New York Mayor Bloomberg plans to match up to $250,000 in donations to Planned Parenthood in his own response to the decision.
3 of Komen’s top executives quit in protest.
In this screenshot of a report by analytics firm Attensity the sentiment about Susan G Komen is pretty darn clear. While up to now it was largely neutral according to this post on the Attensity blog, things have changed dramatically. Read the post there for Attensity’s take on the matter.
In the official statement Brinker also said she hoped people would now move on. I’ll just bet she does.
“We urge everyone who has participated in this conversation across the country over the last few days to help us move past this issue. We do not want our mission marred or affected by politics — anyone’s politics.”
Um, yeah, let’s not.
Whatever your politics, or how you feel about hot button topics like abortion, this is not about abortion. Abortion makes up only 3% of what Planned Parenthood does. This is about the right for a woman to get screening services that could save her life. It’s about making donations to an organization and knowing where your money is going. It’s also about showing organizations who do not believe in transparency that WE DO.

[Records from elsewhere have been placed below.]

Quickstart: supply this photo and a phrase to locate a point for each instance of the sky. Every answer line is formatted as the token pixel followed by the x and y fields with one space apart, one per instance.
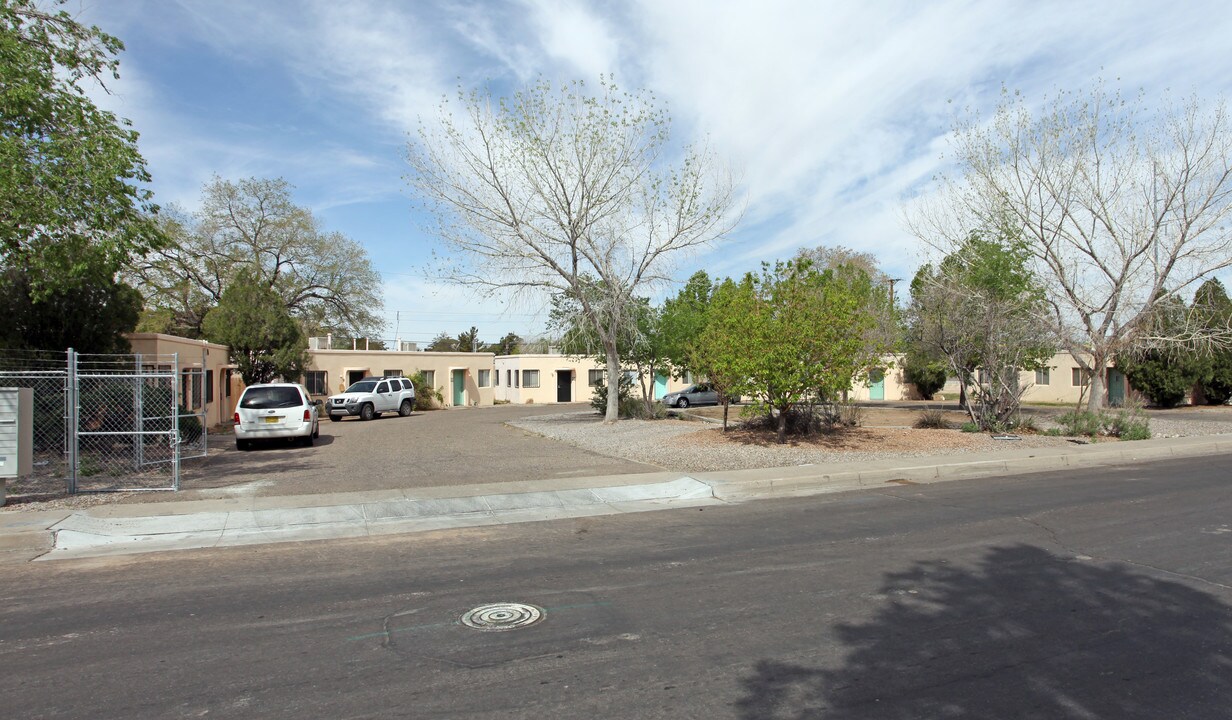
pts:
pixel 833 115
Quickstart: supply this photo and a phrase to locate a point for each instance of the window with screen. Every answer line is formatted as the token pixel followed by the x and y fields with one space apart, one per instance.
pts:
pixel 316 382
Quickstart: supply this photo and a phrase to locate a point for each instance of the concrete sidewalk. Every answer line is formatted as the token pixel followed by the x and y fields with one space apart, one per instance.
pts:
pixel 133 528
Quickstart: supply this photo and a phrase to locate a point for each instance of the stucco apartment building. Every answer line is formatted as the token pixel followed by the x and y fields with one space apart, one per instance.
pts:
pixel 482 379
pixel 462 379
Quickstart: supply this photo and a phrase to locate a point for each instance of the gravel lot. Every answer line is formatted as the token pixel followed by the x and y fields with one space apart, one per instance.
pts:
pixel 685 445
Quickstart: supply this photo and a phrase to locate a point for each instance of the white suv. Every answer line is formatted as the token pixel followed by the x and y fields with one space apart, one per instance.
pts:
pixel 372 396
pixel 275 409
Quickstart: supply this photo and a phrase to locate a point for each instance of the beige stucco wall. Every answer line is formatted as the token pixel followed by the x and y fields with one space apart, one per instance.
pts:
pixel 548 368
pixel 1057 387
pixel 192 354
pixel 338 364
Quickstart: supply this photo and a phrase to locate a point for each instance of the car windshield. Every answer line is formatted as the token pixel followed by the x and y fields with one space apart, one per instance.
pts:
pixel 259 398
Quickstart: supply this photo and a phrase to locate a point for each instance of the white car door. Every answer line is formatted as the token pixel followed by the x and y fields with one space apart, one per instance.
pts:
pixel 387 400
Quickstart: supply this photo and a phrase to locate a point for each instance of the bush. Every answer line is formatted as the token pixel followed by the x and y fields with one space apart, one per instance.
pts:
pixel 1081 423
pixel 636 408
pixel 932 419
pixel 1217 379
pixel 1164 377
pixel 426 398
pixel 1127 425
pixel 927 376
pixel 624 391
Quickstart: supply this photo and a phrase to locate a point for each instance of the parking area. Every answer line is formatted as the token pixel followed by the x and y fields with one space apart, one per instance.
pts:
pixel 441 448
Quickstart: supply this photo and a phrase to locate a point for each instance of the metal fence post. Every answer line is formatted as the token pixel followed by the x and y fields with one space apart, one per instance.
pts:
pixel 70 424
pixel 138 414
pixel 175 421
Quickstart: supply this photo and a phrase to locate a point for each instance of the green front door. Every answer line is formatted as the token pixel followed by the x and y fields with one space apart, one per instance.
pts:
pixel 877 385
pixel 1115 387
pixel 660 385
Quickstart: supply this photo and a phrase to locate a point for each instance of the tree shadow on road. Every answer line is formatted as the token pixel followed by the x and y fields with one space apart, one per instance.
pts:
pixel 1024 634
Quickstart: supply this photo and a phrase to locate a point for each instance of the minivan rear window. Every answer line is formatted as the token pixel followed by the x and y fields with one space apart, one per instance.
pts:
pixel 259 398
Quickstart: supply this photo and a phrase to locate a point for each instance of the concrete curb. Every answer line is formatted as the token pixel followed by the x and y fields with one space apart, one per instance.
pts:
pixel 86 535
pixel 210 523
pixel 835 477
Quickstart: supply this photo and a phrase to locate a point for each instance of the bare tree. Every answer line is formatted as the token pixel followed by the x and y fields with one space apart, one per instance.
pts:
pixel 557 190
pixel 1122 206
pixel 327 280
pixel 981 310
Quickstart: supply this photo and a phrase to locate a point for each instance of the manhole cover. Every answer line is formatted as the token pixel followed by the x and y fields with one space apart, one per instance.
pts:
pixel 503 617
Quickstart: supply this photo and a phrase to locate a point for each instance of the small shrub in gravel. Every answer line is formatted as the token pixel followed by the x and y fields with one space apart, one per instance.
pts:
pixel 1081 423
pixel 1127 425
pixel 1026 424
pixel 932 419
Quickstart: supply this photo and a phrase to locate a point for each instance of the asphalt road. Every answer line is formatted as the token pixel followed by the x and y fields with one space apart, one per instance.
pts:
pixel 1106 594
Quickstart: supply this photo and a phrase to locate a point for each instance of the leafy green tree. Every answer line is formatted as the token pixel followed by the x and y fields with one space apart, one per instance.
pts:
pixel 468 342
pixel 564 190
pixel 73 204
pixel 324 279
pixel 927 374
pixel 265 340
pixel 1166 377
pixel 444 343
pixel 983 308
pixel 89 317
pixel 1214 308
pixel 506 345
pixel 791 335
pixel 716 349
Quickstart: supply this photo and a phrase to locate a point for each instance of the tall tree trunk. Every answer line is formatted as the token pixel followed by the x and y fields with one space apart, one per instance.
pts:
pixel 1098 374
pixel 612 384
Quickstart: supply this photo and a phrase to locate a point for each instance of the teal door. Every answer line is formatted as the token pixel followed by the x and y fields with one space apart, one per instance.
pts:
pixel 1115 387
pixel 660 385
pixel 877 385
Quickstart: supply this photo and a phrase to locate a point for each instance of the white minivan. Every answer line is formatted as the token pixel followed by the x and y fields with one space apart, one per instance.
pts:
pixel 276 411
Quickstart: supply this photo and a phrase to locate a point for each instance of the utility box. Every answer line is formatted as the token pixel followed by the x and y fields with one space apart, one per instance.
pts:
pixel 16 433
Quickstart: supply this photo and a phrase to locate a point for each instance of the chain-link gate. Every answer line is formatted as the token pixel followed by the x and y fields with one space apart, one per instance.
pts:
pixel 106 423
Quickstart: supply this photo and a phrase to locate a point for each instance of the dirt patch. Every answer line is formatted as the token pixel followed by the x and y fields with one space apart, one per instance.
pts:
pixel 848 440
pixel 870 417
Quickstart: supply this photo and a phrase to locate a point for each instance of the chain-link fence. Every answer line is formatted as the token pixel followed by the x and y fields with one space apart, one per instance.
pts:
pixel 107 422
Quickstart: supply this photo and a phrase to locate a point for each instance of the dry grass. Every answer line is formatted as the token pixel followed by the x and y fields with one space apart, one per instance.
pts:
pixel 850 439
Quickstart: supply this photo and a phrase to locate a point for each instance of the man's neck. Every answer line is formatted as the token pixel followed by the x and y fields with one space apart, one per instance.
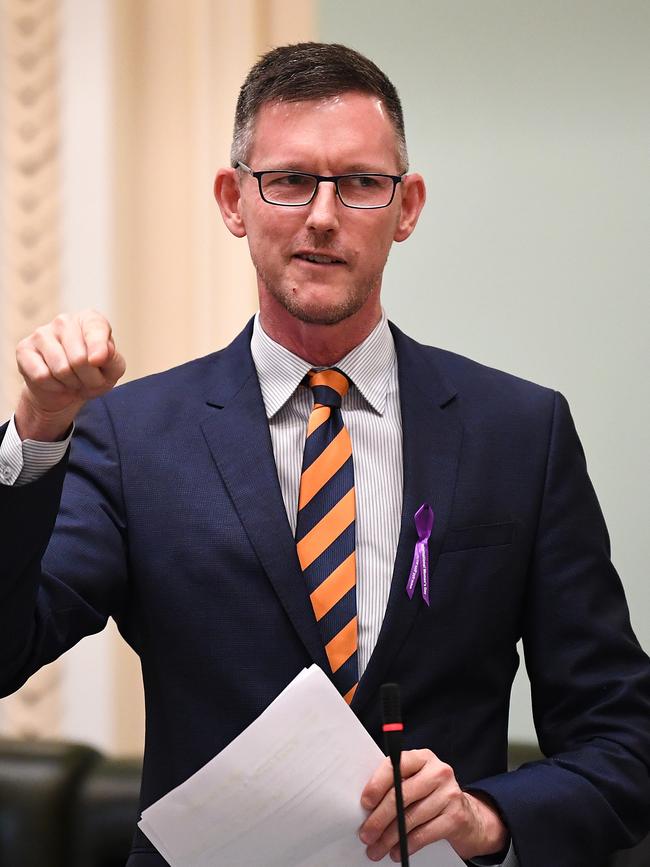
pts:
pixel 320 345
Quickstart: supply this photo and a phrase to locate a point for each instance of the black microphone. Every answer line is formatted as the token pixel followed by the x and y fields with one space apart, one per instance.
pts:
pixel 391 713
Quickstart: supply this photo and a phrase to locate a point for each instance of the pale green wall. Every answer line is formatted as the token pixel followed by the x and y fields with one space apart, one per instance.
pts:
pixel 530 123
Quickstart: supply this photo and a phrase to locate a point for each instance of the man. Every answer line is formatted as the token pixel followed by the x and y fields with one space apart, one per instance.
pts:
pixel 185 515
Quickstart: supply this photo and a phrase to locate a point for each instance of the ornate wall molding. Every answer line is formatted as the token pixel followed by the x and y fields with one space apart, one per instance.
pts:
pixel 29 242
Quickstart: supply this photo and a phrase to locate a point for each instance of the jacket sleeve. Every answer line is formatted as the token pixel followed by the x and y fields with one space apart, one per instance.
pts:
pixel 590 683
pixel 63 567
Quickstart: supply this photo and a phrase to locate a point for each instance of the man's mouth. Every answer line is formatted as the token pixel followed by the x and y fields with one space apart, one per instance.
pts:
pixel 319 259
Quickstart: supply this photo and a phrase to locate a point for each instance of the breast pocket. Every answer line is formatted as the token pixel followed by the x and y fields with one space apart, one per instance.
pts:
pixel 479 536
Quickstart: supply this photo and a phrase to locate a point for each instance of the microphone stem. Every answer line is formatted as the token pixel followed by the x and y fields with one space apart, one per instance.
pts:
pixel 401 825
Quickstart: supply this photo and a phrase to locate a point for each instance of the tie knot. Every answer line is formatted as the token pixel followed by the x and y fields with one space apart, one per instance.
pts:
pixel 328 386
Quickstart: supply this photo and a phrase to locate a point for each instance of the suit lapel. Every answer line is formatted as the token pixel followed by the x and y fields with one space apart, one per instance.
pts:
pixel 237 434
pixel 432 435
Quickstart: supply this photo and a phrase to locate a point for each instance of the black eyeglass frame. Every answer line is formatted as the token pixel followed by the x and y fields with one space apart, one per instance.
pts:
pixel 333 179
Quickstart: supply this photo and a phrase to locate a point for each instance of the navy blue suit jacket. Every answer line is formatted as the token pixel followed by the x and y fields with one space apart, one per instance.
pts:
pixel 171 520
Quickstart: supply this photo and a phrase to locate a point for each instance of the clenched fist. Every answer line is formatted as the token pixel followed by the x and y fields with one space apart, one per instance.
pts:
pixel 64 364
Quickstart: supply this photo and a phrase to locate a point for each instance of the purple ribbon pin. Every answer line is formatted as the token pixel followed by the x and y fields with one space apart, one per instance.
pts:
pixel 420 565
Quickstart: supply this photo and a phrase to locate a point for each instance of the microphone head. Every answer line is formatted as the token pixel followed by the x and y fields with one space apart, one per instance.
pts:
pixel 391 709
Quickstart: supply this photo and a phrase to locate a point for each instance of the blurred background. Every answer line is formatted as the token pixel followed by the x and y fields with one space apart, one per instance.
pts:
pixel 529 120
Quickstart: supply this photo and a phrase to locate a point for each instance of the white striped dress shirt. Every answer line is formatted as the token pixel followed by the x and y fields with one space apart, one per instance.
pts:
pixel 371 413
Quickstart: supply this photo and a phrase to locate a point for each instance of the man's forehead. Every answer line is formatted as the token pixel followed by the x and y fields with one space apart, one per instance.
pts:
pixel 347 129
pixel 286 109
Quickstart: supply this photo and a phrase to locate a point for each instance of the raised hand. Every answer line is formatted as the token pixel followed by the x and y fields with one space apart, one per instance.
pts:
pixel 64 364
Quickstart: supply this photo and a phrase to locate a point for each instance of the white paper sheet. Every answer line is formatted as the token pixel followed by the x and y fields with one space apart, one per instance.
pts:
pixel 285 793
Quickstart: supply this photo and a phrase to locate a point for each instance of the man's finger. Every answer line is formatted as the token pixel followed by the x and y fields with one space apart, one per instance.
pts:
pixel 97 334
pixel 34 369
pixel 58 363
pixel 114 369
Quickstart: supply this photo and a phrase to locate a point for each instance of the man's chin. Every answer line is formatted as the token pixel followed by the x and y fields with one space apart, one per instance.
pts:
pixel 324 309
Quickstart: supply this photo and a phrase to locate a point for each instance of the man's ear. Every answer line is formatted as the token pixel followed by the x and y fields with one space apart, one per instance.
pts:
pixel 414 195
pixel 228 196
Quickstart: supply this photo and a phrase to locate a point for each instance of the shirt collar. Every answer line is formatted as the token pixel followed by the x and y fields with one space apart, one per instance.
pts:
pixel 368 365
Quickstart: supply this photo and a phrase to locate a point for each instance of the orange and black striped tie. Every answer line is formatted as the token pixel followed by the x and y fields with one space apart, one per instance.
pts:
pixel 325 531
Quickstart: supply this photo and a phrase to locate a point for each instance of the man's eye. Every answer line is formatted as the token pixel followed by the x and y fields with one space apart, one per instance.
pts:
pixel 290 181
pixel 367 182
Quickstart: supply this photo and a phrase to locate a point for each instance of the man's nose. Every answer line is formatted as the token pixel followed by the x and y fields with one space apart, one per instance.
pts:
pixel 323 212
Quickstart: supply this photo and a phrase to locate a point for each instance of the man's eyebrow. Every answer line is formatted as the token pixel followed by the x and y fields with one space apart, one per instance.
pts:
pixel 355 168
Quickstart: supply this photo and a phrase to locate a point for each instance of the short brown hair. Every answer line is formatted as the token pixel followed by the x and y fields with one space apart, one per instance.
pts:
pixel 311 70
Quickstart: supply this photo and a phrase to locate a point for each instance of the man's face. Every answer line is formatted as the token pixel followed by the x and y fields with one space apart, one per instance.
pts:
pixel 343 134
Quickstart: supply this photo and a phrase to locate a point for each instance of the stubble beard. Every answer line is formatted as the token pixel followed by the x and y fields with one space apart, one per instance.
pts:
pixel 288 296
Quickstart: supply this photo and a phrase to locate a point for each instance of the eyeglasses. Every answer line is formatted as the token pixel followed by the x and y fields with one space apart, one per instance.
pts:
pixel 295 189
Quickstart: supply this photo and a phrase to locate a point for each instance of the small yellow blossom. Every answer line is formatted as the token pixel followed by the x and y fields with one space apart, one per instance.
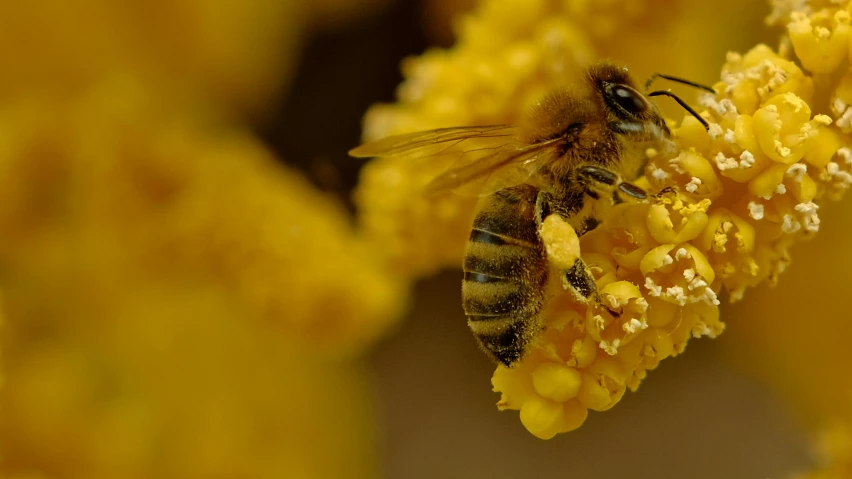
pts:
pixel 734 198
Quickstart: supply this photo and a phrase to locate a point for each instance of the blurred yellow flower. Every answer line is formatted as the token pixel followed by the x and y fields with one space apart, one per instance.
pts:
pixel 176 303
pixel 735 198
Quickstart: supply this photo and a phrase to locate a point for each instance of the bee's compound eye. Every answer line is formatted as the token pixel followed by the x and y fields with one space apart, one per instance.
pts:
pixel 629 99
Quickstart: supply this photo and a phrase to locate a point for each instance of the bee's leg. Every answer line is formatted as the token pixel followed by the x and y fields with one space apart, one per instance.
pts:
pixel 597 178
pixel 577 278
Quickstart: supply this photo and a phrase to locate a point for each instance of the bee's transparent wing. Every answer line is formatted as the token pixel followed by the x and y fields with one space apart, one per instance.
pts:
pixel 483 159
pixel 503 168
pixel 438 142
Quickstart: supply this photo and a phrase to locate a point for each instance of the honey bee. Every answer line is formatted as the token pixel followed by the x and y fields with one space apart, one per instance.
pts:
pixel 574 155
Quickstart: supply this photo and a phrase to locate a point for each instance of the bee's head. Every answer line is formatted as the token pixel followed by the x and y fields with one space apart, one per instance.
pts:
pixel 628 112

While millions of people are watching the superbowl on Sunday, @KomenfortheCurehas plans to use the tag #Supercure on Twitter during the event. (The NFL is/was a major sponsor of Komen). Please help spread the word about the counter-campaign. Here’s a link to share ways to take action. Please share it with your friends. bit.ly/takebackthepink
Share these links in your #takebackthepink tweets:
http://pinterest.com/kanter/komen-can-kiss-my-mammagram/ Use these hashtags to show your support when you tweet
#takebackthePINK #SuperCure #Cancer Let’s show Susan G Komen that they need to LISTEN instead of making vague gestures and sticking their heads in the sand.
After the Super Bowl
This doesn’t end after Sunday. In addition to this effort, take a look at what the Breast Cancer Action has to say about the whole pink phenomenon. I haven’t bought pink ribbons for years. I donate to BCA and the Avon Foundation for Women because I can see where the money goes. Please. Think before you buy pink again. Think about how you can help support women (and men) who need these services through other channels.